|PCODE Interpereters 101 email@example.com (Carl Dawson) (1999-01-22)|
|Re: PCODE Interpereters 101 firstname.lastname@example.org (Dwight Hughes) (1999-01-23)|
|Re: PCODE Interpereters 101 email@example.com (1999-01-31)|
|Re: PCODE Interpereters 101 firstname.lastname@example.org (Tom Lane) (1999-02-03)|
|Re: PCODE Interpereters 101 email@example.com (1999-02-05)|
|Re: PCODE Interpereters 101 firstname.lastname@example.org (1999-02-05)|
|Re: PCODE Interpereters 101 email@example.com (Chris F Clark) (1999-02-10)|
|Re: PCODE Interpereters 101 firstname.lastname@example.org (Sam Roberts) (1999-02-12)|
|Re: PCODE Interpereters 101 email@example.com (Kevin B. Smith) (1999-02-15)|
|[5 later articles]|
|From:||firstname.lastname@example.org (Scott Amspoker)|
|Date:||31 Jan 1999 01:13:32 -0500|
"Carl Dawson" <email@example.com> wrote:
>I am after a background as to how PCODE interpreters function. Could
>someone help here or kindly point me in the direction of some
>(preferably web based) information.
I used to have the Pascal source for the P-code engine (how's that for
the chicken-and-the-egg problem). I'm not aware of any web-based info
but I still remember various implementation details of P-code.
Generally, P-code is very stack oriented similar to Java's bytecode.
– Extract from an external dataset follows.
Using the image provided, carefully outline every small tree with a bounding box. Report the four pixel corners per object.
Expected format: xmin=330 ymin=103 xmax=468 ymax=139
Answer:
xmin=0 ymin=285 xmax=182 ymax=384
That seems to be a popular model for interpreted virtual CPUs. One
interesting aspect of P-code is the manner in which it handled the
lexical nesting of procedures. Rather than use a "display" (an array
of frame pointers each corresponding to a lexical level), each stack
frame contained both a "static link" and a "dynamic link" to previous
stack frames. The dynamic link was identical to the typical C method
of pushing the old frame pointer when creating a new frame (i.e. it
pointed back to the previous stack frame). The static link pointed
back to the previous stack frame for the next outer procedure
lexically containing the current procedure. It could point back
several frames on the stack.
I always felt that P-code's static links weren't a very efficient way
to handle the problem. The PUSH and POP instructions (LOAD/SAVE,
whatever) contained the lexical level of the variable as well as its
offset within its stack frame. For "global" variables and variables
in the current frame, it was reasonably efficient. However, for
variables somewhere in between, the engine had to follow the static
links the necessary number of steps to locate the desired frame.